Opinion of the Court.

(f) The further consideration for the agreement is urged, that the complainant was to withdraw from the field as manufacturers, and thus free the licensees from such competition.

These propositions, therefore, impress me as clearly established by the evidence: That monopoly in the general socalled "wind-stacker " products was both intended and accomplished without reference either to any specific invention or the validity of any patent and not referable alone to any patent or group of patents; that the several [28] patents purporting to cover that field, which were purchased by the complainant, were potent if not essential means to the end thus sought, and the other patents which were acquired from time to time were at least helpful; that concurrence of the manufacturers, in unity of action, to prevent competition in "wind stackers" of any form, was alike potent and plainly essential to carry out the plan; and that the agreement fixing the selling price for any form of the product was solely for the benefit of the manufacturers-the basis of their concurrence and, in no sense, attributable to either patent in the list, nor to specific invention in either of the patent devices.
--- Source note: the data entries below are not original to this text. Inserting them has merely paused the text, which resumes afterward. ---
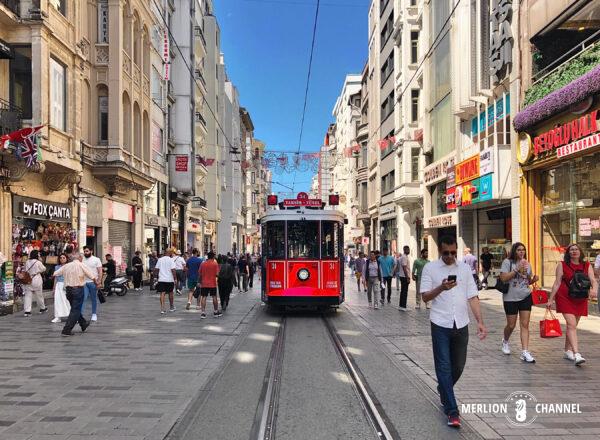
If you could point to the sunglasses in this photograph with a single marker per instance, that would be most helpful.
(448, 253)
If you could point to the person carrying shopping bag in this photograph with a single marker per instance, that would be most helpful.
(62, 308)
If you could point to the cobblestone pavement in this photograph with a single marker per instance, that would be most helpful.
(490, 376)
(129, 377)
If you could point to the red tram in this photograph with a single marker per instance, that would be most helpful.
(303, 254)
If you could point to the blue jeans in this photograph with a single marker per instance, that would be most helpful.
(449, 355)
(89, 290)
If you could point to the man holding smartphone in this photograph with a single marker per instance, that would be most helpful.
(451, 287)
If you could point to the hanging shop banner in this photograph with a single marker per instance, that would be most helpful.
(467, 169)
(40, 209)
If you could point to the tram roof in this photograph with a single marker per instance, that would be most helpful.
(308, 214)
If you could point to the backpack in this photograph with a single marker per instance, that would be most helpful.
(580, 285)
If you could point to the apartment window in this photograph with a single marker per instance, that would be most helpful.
(414, 164)
(103, 118)
(414, 105)
(387, 69)
(59, 5)
(57, 95)
(387, 108)
(103, 21)
(414, 47)
(388, 182)
(20, 79)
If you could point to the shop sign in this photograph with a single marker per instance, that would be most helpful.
(437, 171)
(181, 163)
(467, 169)
(501, 40)
(440, 221)
(565, 134)
(32, 208)
(577, 146)
(470, 193)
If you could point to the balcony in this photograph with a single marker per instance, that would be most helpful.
(10, 117)
(11, 5)
(117, 169)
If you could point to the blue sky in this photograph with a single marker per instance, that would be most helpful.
(266, 44)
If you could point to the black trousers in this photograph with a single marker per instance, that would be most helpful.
(75, 296)
(404, 282)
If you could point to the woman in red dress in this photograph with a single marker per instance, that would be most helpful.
(572, 309)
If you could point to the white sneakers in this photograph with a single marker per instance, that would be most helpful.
(526, 356)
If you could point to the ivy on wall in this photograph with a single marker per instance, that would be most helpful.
(564, 75)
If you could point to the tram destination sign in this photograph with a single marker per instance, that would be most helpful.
(303, 200)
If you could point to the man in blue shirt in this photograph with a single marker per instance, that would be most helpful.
(387, 263)
(193, 267)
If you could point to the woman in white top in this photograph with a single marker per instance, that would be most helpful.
(34, 268)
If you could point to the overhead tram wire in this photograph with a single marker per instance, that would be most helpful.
(172, 38)
(312, 50)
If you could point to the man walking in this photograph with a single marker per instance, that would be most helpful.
(372, 275)
(111, 273)
(165, 270)
(193, 267)
(75, 275)
(179, 271)
(418, 266)
(404, 270)
(387, 263)
(90, 289)
(208, 278)
(486, 266)
(451, 286)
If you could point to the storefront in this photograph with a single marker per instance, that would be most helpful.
(43, 226)
(560, 192)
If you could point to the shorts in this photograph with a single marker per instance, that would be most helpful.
(206, 291)
(514, 307)
(196, 293)
(163, 287)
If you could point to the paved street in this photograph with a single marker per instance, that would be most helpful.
(136, 373)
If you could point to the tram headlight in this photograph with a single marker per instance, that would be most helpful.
(303, 274)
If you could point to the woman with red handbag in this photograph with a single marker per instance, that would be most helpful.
(516, 272)
(574, 283)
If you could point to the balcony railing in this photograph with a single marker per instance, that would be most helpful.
(10, 117)
(13, 5)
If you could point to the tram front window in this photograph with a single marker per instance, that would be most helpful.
(275, 240)
(303, 239)
(330, 239)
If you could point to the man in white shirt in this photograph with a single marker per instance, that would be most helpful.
(179, 272)
(165, 270)
(451, 287)
(90, 288)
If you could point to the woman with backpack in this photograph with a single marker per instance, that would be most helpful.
(226, 280)
(31, 278)
(574, 284)
(516, 272)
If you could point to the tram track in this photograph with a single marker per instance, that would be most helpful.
(265, 424)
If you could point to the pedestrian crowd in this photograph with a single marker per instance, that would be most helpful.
(450, 287)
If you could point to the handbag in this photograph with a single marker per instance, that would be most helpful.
(550, 328)
(580, 285)
(539, 296)
(101, 297)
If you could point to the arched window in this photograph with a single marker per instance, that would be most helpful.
(103, 114)
(137, 130)
(126, 123)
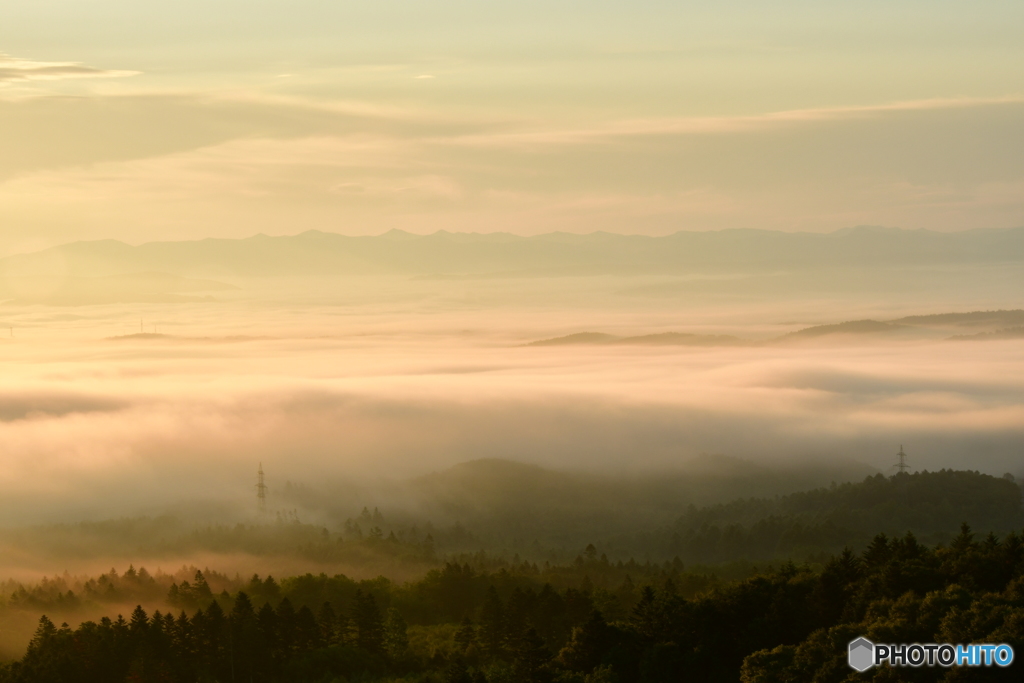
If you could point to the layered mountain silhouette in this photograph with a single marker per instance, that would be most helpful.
(557, 253)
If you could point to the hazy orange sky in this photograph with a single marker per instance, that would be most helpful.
(161, 121)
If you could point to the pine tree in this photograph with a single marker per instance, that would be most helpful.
(368, 622)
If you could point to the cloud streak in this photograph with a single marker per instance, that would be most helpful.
(14, 70)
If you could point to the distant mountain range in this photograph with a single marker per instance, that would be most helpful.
(984, 325)
(315, 253)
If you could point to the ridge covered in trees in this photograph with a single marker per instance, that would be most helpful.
(456, 625)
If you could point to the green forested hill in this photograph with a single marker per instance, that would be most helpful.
(931, 505)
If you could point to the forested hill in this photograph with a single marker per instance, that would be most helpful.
(558, 253)
(930, 505)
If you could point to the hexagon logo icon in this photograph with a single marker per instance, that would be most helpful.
(861, 655)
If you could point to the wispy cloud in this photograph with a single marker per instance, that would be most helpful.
(717, 124)
(14, 70)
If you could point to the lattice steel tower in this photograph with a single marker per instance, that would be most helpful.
(261, 492)
(901, 466)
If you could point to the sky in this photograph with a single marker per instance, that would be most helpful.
(168, 121)
(141, 121)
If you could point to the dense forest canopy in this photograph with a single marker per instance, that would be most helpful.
(803, 578)
(791, 624)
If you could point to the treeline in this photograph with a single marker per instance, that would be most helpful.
(810, 524)
(785, 626)
(542, 524)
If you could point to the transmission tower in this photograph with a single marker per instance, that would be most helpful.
(261, 492)
(901, 466)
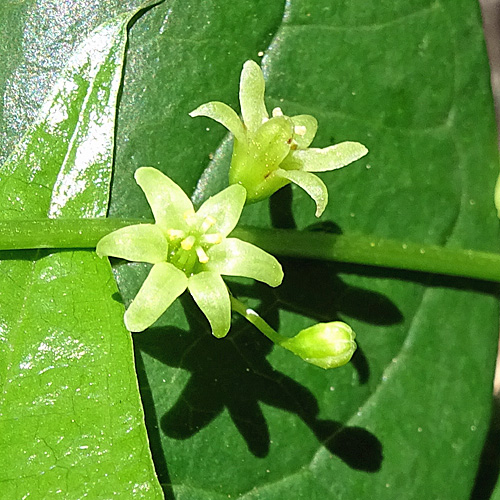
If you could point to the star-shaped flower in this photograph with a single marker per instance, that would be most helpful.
(270, 152)
(188, 249)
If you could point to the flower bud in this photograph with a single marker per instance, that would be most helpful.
(327, 345)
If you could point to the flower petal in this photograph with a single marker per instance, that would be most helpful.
(331, 158)
(162, 286)
(168, 201)
(252, 87)
(223, 114)
(311, 184)
(234, 257)
(139, 243)
(210, 293)
(310, 126)
(225, 208)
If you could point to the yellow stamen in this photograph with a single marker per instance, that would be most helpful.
(277, 112)
(202, 256)
(174, 234)
(190, 217)
(208, 223)
(212, 239)
(188, 243)
(300, 130)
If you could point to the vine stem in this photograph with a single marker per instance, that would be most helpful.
(356, 249)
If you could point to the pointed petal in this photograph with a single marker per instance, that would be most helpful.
(252, 87)
(210, 293)
(225, 208)
(234, 257)
(223, 114)
(139, 243)
(168, 201)
(331, 158)
(310, 125)
(311, 184)
(162, 286)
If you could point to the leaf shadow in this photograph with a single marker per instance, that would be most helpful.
(233, 374)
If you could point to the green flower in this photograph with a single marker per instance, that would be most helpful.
(188, 249)
(272, 152)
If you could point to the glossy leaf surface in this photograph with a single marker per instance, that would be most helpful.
(70, 415)
(410, 81)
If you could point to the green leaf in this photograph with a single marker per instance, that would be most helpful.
(410, 81)
(70, 415)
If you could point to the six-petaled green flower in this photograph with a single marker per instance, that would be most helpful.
(188, 250)
(270, 152)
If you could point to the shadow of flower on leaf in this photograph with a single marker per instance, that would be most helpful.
(233, 374)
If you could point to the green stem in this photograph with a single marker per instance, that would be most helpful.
(356, 249)
(58, 233)
(251, 316)
(373, 251)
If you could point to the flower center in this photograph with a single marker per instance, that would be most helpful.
(189, 248)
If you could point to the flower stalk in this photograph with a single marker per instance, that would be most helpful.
(355, 249)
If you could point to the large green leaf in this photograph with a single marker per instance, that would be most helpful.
(71, 422)
(408, 79)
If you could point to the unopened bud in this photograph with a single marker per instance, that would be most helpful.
(327, 345)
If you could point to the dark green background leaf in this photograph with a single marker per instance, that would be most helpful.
(408, 417)
(71, 422)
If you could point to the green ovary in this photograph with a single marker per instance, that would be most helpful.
(188, 249)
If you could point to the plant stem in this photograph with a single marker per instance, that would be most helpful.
(356, 249)
(373, 251)
(58, 233)
(251, 316)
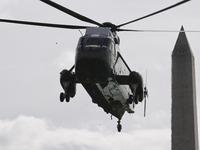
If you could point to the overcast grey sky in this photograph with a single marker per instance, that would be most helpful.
(31, 116)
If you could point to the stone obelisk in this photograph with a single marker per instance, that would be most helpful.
(184, 109)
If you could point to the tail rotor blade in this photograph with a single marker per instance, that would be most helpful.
(157, 12)
(145, 94)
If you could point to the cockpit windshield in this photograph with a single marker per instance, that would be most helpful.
(95, 42)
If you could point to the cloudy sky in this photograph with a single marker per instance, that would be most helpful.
(31, 116)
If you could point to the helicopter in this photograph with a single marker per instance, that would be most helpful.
(99, 65)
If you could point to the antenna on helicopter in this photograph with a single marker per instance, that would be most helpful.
(145, 94)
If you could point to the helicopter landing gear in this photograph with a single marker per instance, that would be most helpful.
(64, 96)
(119, 126)
(130, 99)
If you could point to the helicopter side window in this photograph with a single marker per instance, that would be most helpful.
(95, 42)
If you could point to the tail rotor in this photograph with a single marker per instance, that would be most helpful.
(145, 94)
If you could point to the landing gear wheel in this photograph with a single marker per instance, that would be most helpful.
(130, 99)
(62, 97)
(119, 126)
(67, 98)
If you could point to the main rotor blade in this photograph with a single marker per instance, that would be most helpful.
(156, 30)
(71, 13)
(172, 6)
(44, 24)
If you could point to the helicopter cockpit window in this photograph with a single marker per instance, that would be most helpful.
(95, 42)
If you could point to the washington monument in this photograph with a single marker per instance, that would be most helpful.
(184, 109)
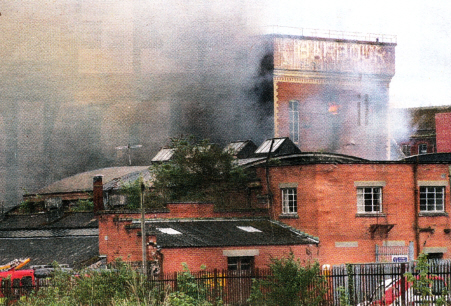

Doubtless, the complainant's initial object was a plan for royalties from all manufacturers, with its Buchanan patents as the germ (especially the first one, with brief term to run) and acquisition of all other patents, which might be brought into competition, both by way of entrenching and perpetuating its claim, and to reach all who were engaged in the manufacture of the various forms of " wind stackers." While such plan of cumulative ownership of patents, for the purpose of obtaining royalty alone under the protection of all, is sanctioned by the authorities-notably, Bement v. National Harrow Co., 186 U. S. 70, 22 Sup. Ct. 747, 46 L. Ed. 1058-as between licensor and a licensee, I am of opinion that this combination of all manufacturers under the plan of acquisition and for the purposes above outlined, is without such sanction, so that no escape appears from the conclusion that it violates the anti-trust act, if not the common law. It is unmistakably a combination of manufacturers to restrain competition in the make and sale of their products, with merger of the patents in one ownership as a means employed for that purpose, and thus not entitled to the beneficent rule of the patent law

Opinion of the Court.

which intends protection only of monopoly of the use of specific invention-not to foster combinations of patentees and manufacturers for general monopoly.

The complainant relies upon the line of authorities defining and upholding the rights of monopoly under patents (as I have above summarized their rule), with special reference to these recent cases as decisive: Bement v. National Harrow Co., 186 U. S. 70, 22 Sup. Ct. 747, 46 L. Ed. 1058, and United States Con. S. Raisin Co. v. Griffin & Skelly Co., 126 Fed. 364, 61 C. C. A. 334. The first-mentioned case is controlling in so far as it is applicable here, and is not without force in the one aspect of combining numerous patents in single ownership and granting license thereunder upon terms analogous to the single license set out in this bill. But the case there decided is plainly distinguished by the express terms of the opinion from the combination between the licensor and the various manufacturers above indicated. That was a hearing on error to the Supreme Court of New York (after the state Court of Appeals had reversed for want of jurisdiction to review the facts), and the only reviewable question, as stated in the opinion, was the validity of the single contract in suit, with no facts found of a combination of licensees as set up there in the answer. So, the question of the effect of such alleged combination was not reviewable under the findings, and was excluded from consideration, as the opinion carefully and repeatedly points [29] out; and it furnishes no support for the agreement in suit. The Raisin Co. Case, supra, if otherwise applicable, is expressly founded upon a view of the last-mentioned decision of the Supreme Court which overlooks the distinction referred to, as I understand it, and I am unable to concur in that view; and I deem it distinguishable, in any event, from the combination which appears in the case at bar.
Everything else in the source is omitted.